6 Helpful Real Estate Photography Tips
Real estate photography is notoriously awful. Garbage piles in the living room, a room full of dolls, and inexplicable photoshopping are just a few of the remarkable entries on the Terrible Real Estate Agent Photos blog. Although most of us exercise enough common sense to not commit these crimes against real estate, there are other, more subtle ways you can unintentionally devalue your home.
And yes, when your pictures are poor, it does devalue your home. According to a Redfin study, homes with nicer photos gain anywhere from $934 to $116,076 at the closing table. The National Association of Realtors discovered that home seekers ranked the photos as the feature they use the most. Here are some ways to make the most out of your home listing.
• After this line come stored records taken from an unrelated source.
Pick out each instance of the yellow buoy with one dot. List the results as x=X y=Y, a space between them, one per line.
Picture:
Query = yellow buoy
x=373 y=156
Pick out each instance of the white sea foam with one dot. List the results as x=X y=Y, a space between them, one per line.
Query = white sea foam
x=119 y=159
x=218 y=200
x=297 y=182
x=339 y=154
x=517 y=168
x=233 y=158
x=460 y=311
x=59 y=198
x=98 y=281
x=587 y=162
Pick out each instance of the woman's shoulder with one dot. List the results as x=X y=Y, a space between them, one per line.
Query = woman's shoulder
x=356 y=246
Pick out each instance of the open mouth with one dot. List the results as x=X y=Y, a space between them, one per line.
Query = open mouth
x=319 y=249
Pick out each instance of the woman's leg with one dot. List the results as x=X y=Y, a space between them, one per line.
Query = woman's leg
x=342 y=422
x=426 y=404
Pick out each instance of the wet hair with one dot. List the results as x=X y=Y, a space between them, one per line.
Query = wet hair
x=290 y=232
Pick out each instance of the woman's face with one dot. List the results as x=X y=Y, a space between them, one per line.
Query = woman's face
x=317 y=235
1. Put the Smartphone Away
Smartphone cameras have progressed by leaps and bounds over the years and snapping some photos from a device in your pocket is convenient. Smartphone cameras have much smaller lenses than a professional camera and image quality suffers for it, especially in poor light situations. Although the iPhone 6's eight megapixels pack quite a punch, the sensor is smaller, resulting in a photo that is less clear than if it were on a professional camera. No reason to go top of the line, but investing in a decent camera can go a long way towards selling your home for a higher price.
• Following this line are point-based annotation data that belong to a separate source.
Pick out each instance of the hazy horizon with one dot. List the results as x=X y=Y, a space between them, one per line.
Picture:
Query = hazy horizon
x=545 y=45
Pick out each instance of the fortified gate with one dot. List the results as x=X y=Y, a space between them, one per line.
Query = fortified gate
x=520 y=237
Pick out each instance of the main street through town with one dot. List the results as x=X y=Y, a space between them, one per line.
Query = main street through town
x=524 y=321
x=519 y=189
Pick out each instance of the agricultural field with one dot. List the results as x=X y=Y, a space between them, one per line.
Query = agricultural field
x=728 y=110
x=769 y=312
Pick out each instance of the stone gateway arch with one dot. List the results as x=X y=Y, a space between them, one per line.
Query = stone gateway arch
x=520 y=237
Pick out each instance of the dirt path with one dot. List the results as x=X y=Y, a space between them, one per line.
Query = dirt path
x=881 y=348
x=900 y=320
2. Use a Tripod if You Have One
Tripods can be cumbersome to lug around, but the benefits of using one is worth the extra weight. It is especially useful if you have to shoot on an overcast day. In low light situations the shutter speed slows down, resulting in blurrier photographs if your hands are unsteady. It also gives a crisper, cleaner look.
3. Stage the Room
Every room should have at least one item or piece of furniture that is featured prominently. Declutter your rooms so they appear more open. Move sofas and chairs away from the walls. Make rooms look bigger by painting the adjacent room the same color. The potential buyer needs to be able to envision their life in your home, so take down anything that's personal including photos, anything detailing religious beliefs, and pet accessories.
4. Take Lots of Photos
Now that photographing on celluloid is virtually extinct, there's no reason to skimp on the photos. It does add time to the editing process but will be worth it in the long run. Make a day out of just photographing your home while its staged and looking its best. Imagine the frustration of having to restage the bathroom because you didn't get the perfect shot. It's also important to get pictures of hallways and entrances and not just rooms. As potential buyers flip through your photos, it should be like a walking tour of your home so the viewer can imagine themselves in the house. When it comes time to arrange the photos, the exterior of the home shouldn't be followed by the backyard and then the kitchen.
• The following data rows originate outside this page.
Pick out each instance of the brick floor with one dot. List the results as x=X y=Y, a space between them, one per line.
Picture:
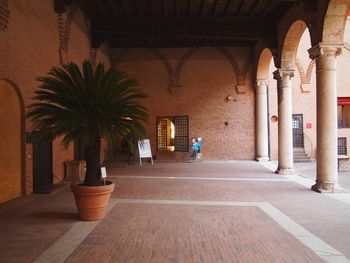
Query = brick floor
x=177 y=233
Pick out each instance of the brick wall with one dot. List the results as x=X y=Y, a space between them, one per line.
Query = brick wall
x=207 y=77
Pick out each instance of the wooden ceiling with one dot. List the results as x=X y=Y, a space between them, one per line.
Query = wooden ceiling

5. Take Exterior Photos on a Sunny Day and the Interiors on Overcast Days
Typically between noon and two in the afternoon is best time to take photos and it's when the sun is at its height. Even though photo editing tools can brighten a photo, the more natural light you have, the more details are revealed and the more appealing your home looks. It's also best to avoid taking the photo on days where there is snow on the ground. Conversely, take the interior photos on an overcast day and turn on all the lights. For interior photos, it's easier to edit a slightly darker photo than one awash in glare.
6. Shoot for the Corner
Your dramatic and light-drenched bedroom can look dull if you shoot directly at the wall. Aiming for the corner at a low angle will provide more perspective and will give the room the proper amount of depth. It is recommended that the corner of the room be a third of the way from the right or left hand side of the image. Otherwise, the eye doesn't really have a line to follow or a location to place its attention.